A preliminary roadmap that district officials rolled out included proposals that could cut nearly $19 million in transportation costs and leave upwards of 51,000 students stranded without bus rides.

The students kicked to the curb under one proposal would, instead, find themselves hoofing it to school or scrambling for some other mode of transportation. That would be the case if CMS pursues an option to stop providing bus rides for students who live within 1.5 miles of their schools. The potential savings, officials say, could reach $5 million to $6 million.

Several board members, however, expressed concerns about the potential safety risks of making kids walk to school.

“It may be because of traffic; it may be because of some vicious dog in the neighborhood; it may be because of child molesters,” said board member Joe White. “The truth is there are some areas in this community that it isn’t safe for our children to walk.

“One of my criteria has always been would I require your child to do something that I wouldn’t require my five-year-old granddaughter to do,” White said. “And there are some areas out there that I wouldn’t have her walking in.”

Another proposal officials wheeled out would eliminate bus rides for about 12,000 magnet students, saving the district up to $9.5 million. Maybe.

The savings would vary depending on how many families chose to stick with magnet schools and find their own transportation, or switched to neighborhood schools so their kids could still catch a bus. If all 12,000 or so former magnet students ended up still riding buses, only to their home schools, the projected savings drop to $4.4 million.

Having schools adjust current bell schedules, changing their start and end times to allow for different bus patterns and schedules, could save up to $3 million, officials said.

Regardless of whether CMS pursues any of the preliminary cost-saving bus proposals, the district still could face a giant roadblock: a complicated and outdated state funding formula that, like a lot of state-related funding formulas, stiffs Mecklenburg County in favor of equity for more rural counties.

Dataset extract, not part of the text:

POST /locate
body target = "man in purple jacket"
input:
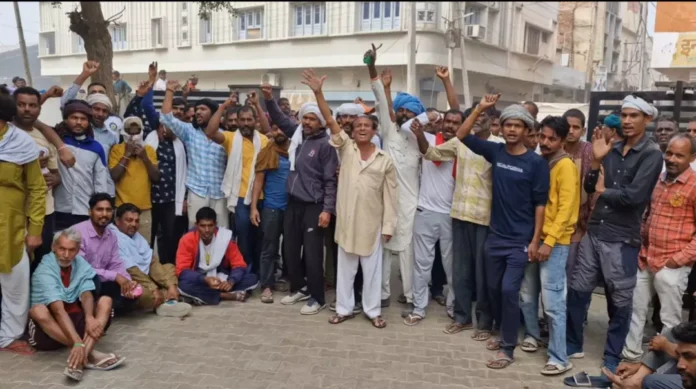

School districts are assigned funding determined by how much they spent on transportation the previous year, along with a budget rating based on the cost per student and the number of buses per 100 students. Those two factors are then multiplied and the result is adjusted, based on several criteria like the average distance that students live from school and the number of students per mile of roadway traveled, to level the playing field between different counties.

“If we didn’t do any adjusting, then the counties where kids live closest to school would have the higher budget rating because it’s easier for them to be efficient,” said Derek Graham, a section chief for transportation services with the North Carolina Department of Public Instruction.

“The goal is to equitably fund transportation for each of the 100 counties,” Graham said, “to treat each of those school districts the same and to fund to the level of efficient operations.”

The state funds about 82 percent of CMS’ nearly $59 million transportation budget. The state’s stringent funding formula, however, is often at odds with CMS goals to reduce costs and improve efficiencies. For example, any savings from CMS’ proposal to eliminate bus rides for kids living within 1.5 miles of their school would largely be wiped out by the state’s formula adjustments, said CMS Transportation Director Carol Stamper.

“This is one of those things that is maddening,” board member Trent Merchant said of the state’s funding formula. “Here we are comparing ourselves to rural counties with two high schools that ride 14 miles to school.”

Merchant wanted to know if, based on local school districts generating cost savings, there was any potential for the state to take make exceptions to what he called “a math formula completely devoid of judgment.”

Graham said that is not something the state has addressed.

In that light, board member Rhonda Lennon suggested that all board members begin lobbying state legislators, starting with incoming House Speaker Thom Tillis, who is from the same North Meck neck of the woods as Lennon, to consider changes to the state formula that would reward districts for implementing cost-saving measures.

It is, Merchant said, “downright intransigence and stubbornness and foolishness not to at least look at this.”